Serbien stimmt für Kontinuität

Regierende Fortschrittspartei nach Wahlsieg noch klarer die bestimmende Kraft im Land

  • Roland Zschächner
  • Lesedauer: 3 Min.

Es kam, wie es kommen sollte: Bei den Parlamentswahlen am Sonntag hat die regierende Fortschrittspartei (SNS) von Staatspräsident Aleksandar Vučić mit Abstand die meisten Stimmen erhalten. Laut Hochrechnungen votierten 62,5 Prozent der Wähler für sie. Ihr folgt mit lediglich 10,6 Prozent die Sozialistische Partei (SPS) von Außenminister Ivica Dačić. Die SPS blieb damit noch hinter den Umfragewerten vor der Wahl zurück. Über die kurz vor der Abstimmung von fünf auf drei Prozent gesenkte Sperrklausel schaffte es nur eine weitere Partei: die Patriotische Allianz des ehemaligen Wasserballspielers Aleksandar Šapić, die rund vier Prozent der abgegebenen Stimmen auf sich vereinen konnte. Lediglich knapp die Hälfte der 6,6 Millionen Wahlberechtigten war zu den Urnen gegangen.

Im Parlament, der Skupština, wird die SNS damit eine erdrückende Mehrheit haben, und statt bisher 131 sogar 187 der 250 Abgeordneten stellen. 32 Mandate gehen an die Sozialisten und elf an Šapić. Die restlichen 20 Sitze verteilen sich auf die Listen der nationalen Minderheiten, für die de facto keine Sperrklausel gilt.

Dass die Opposition überhaupt nicht im Parlament vertreten sein wird, ist vor allem einem Wahlboykott ihrer Parteien geschuldet. Diese hatten der Abstimmung von vornherein einen freien und fairen Charakter abgesprochen.

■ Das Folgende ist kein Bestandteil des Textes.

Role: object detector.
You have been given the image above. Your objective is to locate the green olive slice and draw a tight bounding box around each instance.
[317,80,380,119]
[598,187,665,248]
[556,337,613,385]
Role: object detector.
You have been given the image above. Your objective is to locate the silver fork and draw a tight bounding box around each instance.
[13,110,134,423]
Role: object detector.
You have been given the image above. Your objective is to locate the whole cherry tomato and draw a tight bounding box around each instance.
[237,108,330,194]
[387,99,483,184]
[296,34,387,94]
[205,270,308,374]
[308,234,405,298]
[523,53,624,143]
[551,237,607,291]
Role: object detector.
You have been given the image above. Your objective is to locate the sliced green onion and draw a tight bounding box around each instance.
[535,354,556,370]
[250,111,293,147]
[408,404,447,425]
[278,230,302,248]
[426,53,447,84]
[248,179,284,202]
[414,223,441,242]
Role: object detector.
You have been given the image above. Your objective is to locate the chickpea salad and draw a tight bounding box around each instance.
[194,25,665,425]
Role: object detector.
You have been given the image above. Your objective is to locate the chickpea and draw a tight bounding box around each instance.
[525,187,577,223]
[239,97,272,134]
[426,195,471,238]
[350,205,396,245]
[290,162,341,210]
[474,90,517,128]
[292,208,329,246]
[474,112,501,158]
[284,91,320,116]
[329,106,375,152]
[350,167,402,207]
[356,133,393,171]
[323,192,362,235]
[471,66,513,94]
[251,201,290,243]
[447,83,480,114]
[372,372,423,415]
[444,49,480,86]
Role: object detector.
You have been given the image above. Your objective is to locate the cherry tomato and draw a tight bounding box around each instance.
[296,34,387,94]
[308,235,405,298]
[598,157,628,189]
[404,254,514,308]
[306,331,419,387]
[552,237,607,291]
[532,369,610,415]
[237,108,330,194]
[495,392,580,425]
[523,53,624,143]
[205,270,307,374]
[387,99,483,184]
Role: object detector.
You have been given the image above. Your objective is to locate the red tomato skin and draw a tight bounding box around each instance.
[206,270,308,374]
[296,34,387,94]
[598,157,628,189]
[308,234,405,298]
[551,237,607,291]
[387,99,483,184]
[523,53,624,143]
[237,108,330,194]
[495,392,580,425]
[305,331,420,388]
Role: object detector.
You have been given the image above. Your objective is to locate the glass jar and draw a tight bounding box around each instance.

Außerdem konnten sich deren Anführer nicht auf ein gemeinsames Vorgehen einigen - etwa darauf, mit gemeinsamen Listen anzutreten. Letztlich schaffte es nur Šapić in die Skupština; den sonstigen doch noch angetretenen Oppositionsparteien gelang nicht einmal mehr ein Achtungserfolg.

Neben dem nationalen Parlament wurden auch die Vertretungen auf lokaler und regionaler Ebene neu bestimmt. Auch dort zeichnet sich bis auf wenige Ausnahmen ein Sieg der Fortschrittspartei ab. Dies ist für die liberale Opposition vor allem in der Hauptstadt Belgrad schmerzlich, wo diese traditionell am besten verankert ist.

Nikola Jovanović von der oppositionellen »Allianz für Serbien« reklamierte am Sonntag gegenüber dem Fernsehsender N1, dass in Belgrad die Wahlbeteiligung lediglich bei 35 Prozent gelegen habe. Damit fehle der neuen Stadtverwaltung die politische Legitimität, meinte Jovanović. Sein Bündnis wolle deswegen nun weitere Schritte diskutieren.

Doch es ist nicht von der Hand zu weisen, dass knapp zwei Millionen Wahlberechtigte für die SNS gestimmt haben. Dass es dabei vereinzelt auch zu Wahlbetrug gekommen sein soll, wie Nichtregierungsorganisationen berichten, ändert nichts an dieser Tatsache. Vučić dominiert die serbische Politik: Bei ihm laufen alle Fäden der Macht zusammen. Der Präsident ist mit Abstand am häufigsten in den serbischen Medien vertreten - vor allem im Fernsehen. In der Coronapandemie konnte er sich als zupackender Staatsmann präsentieren.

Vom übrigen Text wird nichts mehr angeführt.